Amber’s Sacramento Crawfish Boil
1 large grapefruit cut into 1/8ths
2 large stalks celery, cut into large chunks
2 large cloves garlic, cut in ½ crosswise
2 ½ large, red onions, quartered
2 Tablespoons each: mustard seed, coriander seed, peppercorns, mild paprika, torn lemongrass, salt
1 Tablespoon allspice
½ Tablespoon each cayenne pepper, rosemary, and fennel seed
4 bay leaves
1 ½ lbs purple potato cut in half
5 ears of corn, shucked and halved
4 small sweet potatoes, whole
2 lbs crawfish
4 carrots cut in large chunks
Juice from half a lemon
Farmers’ Market Fare: garlic, onion, purple potato, corn, sweet potato, crawfish, carrots, lemon
Fresh from My Garden (and my neighbor’s tree): grapefruit, lemongrass, rosemary, bay leaves, cayenne pepper, fennel seed
Non-local Supermarket Ingredients: celery, mustard seed, coriander seed, peppercorns, paprika, salt, allspice
Fill your largest soup kettle ½-full of water. Add the grapefruit, celery, garlic, onion, and spices. Bring to a boil on your grill. Reduce heat, cover with a lid, and simmer for 10 minutes.
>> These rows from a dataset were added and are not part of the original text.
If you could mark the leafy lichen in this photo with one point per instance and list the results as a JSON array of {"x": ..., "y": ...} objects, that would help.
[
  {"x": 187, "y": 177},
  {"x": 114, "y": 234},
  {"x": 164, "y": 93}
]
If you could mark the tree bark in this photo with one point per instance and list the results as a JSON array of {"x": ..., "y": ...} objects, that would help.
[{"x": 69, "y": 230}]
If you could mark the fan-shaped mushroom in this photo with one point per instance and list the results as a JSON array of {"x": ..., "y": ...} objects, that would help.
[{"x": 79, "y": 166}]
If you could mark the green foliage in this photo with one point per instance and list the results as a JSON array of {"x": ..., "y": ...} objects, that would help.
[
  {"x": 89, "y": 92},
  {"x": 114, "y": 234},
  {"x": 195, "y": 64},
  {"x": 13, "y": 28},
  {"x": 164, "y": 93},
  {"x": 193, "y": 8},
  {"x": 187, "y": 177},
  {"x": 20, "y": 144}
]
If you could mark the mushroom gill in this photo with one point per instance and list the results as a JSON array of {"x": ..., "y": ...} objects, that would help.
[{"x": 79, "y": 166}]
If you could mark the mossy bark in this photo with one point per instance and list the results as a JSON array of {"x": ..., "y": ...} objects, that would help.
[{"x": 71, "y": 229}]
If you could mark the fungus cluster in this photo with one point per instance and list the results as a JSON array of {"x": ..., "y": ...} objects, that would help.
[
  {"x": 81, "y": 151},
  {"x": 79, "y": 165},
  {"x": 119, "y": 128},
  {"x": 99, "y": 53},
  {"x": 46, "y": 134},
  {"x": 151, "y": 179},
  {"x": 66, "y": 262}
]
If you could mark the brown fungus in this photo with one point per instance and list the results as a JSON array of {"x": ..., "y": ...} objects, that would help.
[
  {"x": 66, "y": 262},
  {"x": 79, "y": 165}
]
Now add the potatoes and corn. Return to a boil, and then simmer, covered, for 15 minutes more.
Add the carrots and crawfish, being sure to dunk the fish under the water. Cover and cook for 10 more minutes.
Without removing the lid, turn off the heat and continue to let the crawfish stand in the pot for 20 minutes more.
Strain the liquid. Dump the remaining contents onto newspaper on your picnic table, or be dainty and distribute it among several large platters.
When the meal is finished, submerge clean washcloths in a bowl of very warm water. Add the lemon juice. Squeeze the excess water from each washcloth and place them in a metal bowl with a lid to trap the heat. Hand one to each guest. Their hands will be messy, and they will thank you for this lovely gesture!